Great Plains Studies, Center for

 

Date of this Version

Summer 1981

Citation

Great Plains Quarterly Vol. 1, No. 3, Summer 1981, pp. 200.

Comments

Copyright 1981 by the Center for Great Plains Studies, University of Nebraska-Lincoln

Abstract

To suggest accurately the impact of the British-Irish immigration on Oklahoma is a difficult and perhaps an impossible task. Eighteenth-century Americans were primarily of British-Irish stock, and the immigration movement increased throughout the nineteenth century. Between 1815 and 1914 some 14 million persons from the United Kingdom arrived in the United States. The British-Irish were also the most heterogeneous of all immigrant groups. They rarely cooperated in attempting American settlement, and their speech, culture, and ideology have rendered them the most difficult nationality to isolate and study historically. As a whole, migrants from the United Kingdom found immigration a less disruptive ordeal than other Europeans, and, despite the anti-Irish and anti-Catholic movements, the British-Irish rather quickly blended into American society.

To relate the United Kingdom immigrants to a specific state, particularly to a distant, inland, late-maturing state such as Oklahoma, compounds the problem. Oklahoma's lands, railroads, mines, and other features were not highly touted in United Kingdom newspapers or in London financial circles. In short, there were no plans devised like those for Runnymede and Wakefield in Kansas, Le Mars in Iowa, or Rugby in Tennessee. Indeed, Patrick Blessing found that "only about 1 in 550 Scots, 1 in 770 Welsh, 1 in 1,000 English, and 1 in 3,600 Irish arriving in the United States between 1899 and 1910 declared Oklahoma as their destination" (p. 4). Consequently "community life for British and Irish homesteaders differed little from that of other settlers" (p.14).

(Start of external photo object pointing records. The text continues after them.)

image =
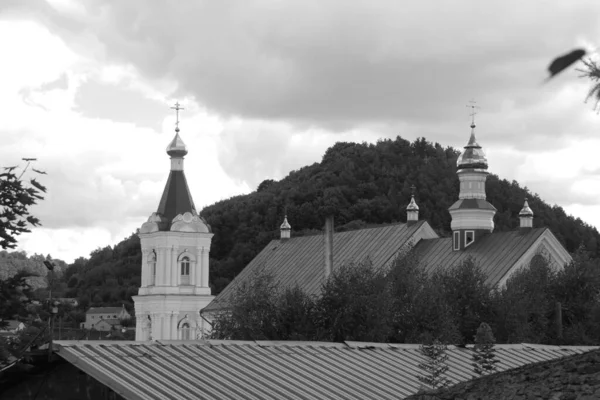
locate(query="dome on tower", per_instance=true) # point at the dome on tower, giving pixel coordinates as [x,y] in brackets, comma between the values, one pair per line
[286,225]
[177,148]
[526,210]
[473,156]
[412,206]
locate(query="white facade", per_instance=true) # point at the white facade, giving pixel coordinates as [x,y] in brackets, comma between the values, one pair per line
[174,285]
[175,255]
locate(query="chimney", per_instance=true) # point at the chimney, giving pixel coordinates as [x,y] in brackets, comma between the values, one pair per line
[328,246]
[285,229]
[526,216]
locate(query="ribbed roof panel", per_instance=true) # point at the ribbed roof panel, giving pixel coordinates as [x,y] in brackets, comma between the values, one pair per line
[215,370]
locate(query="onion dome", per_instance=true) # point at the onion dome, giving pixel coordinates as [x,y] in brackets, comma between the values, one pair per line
[412,206]
[526,211]
[286,225]
[177,148]
[473,156]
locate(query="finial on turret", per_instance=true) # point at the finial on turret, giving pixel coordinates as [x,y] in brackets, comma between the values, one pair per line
[412,210]
[473,107]
[526,216]
[177,108]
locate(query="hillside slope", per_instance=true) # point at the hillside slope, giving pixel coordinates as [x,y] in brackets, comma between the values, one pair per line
[360,184]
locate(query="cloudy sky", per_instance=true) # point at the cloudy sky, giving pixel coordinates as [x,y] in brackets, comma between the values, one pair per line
[267,86]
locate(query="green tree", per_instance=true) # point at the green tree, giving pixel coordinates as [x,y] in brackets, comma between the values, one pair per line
[356,304]
[16,198]
[484,354]
[434,366]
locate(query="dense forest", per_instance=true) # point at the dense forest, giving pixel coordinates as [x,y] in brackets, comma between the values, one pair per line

The author has found that about the only British-Irish characteristic distinguishable in Oklahoma was a tendency to be somewhat older than native-born Americans; moreover, men were in a majority over women by a ratio of three to two. With these limitations, the author has tended to emphasize the careers of colorful or famous immigrants: railroad workers such as Pat Shanahan; labor activists such as Peter Hanraty, "Mother" Jones, and "Red Tom" Hickey; and mine superintendents such as William Cameron. British-Irish immigrants, however, represented no particular political or economic class; they were to be found on every step of the social ladder. The author concludes that the "immigrant pioneers were a sturdy hard-case lot ... whose primary assets were optimism, endurance, and confidence in themselves" (p. 24).

This volume is one of ten in a University of Oklahoma Press series entitled Newcomers to a New Land. The studies are brief and directed to a non-academic audience. The recognition that thousands of immigrants failed and that suffering and sacrifice was the lot of the typical settler on the Oklahoma prairie should help elevate all immigrants to a historic place in the popular American psyche.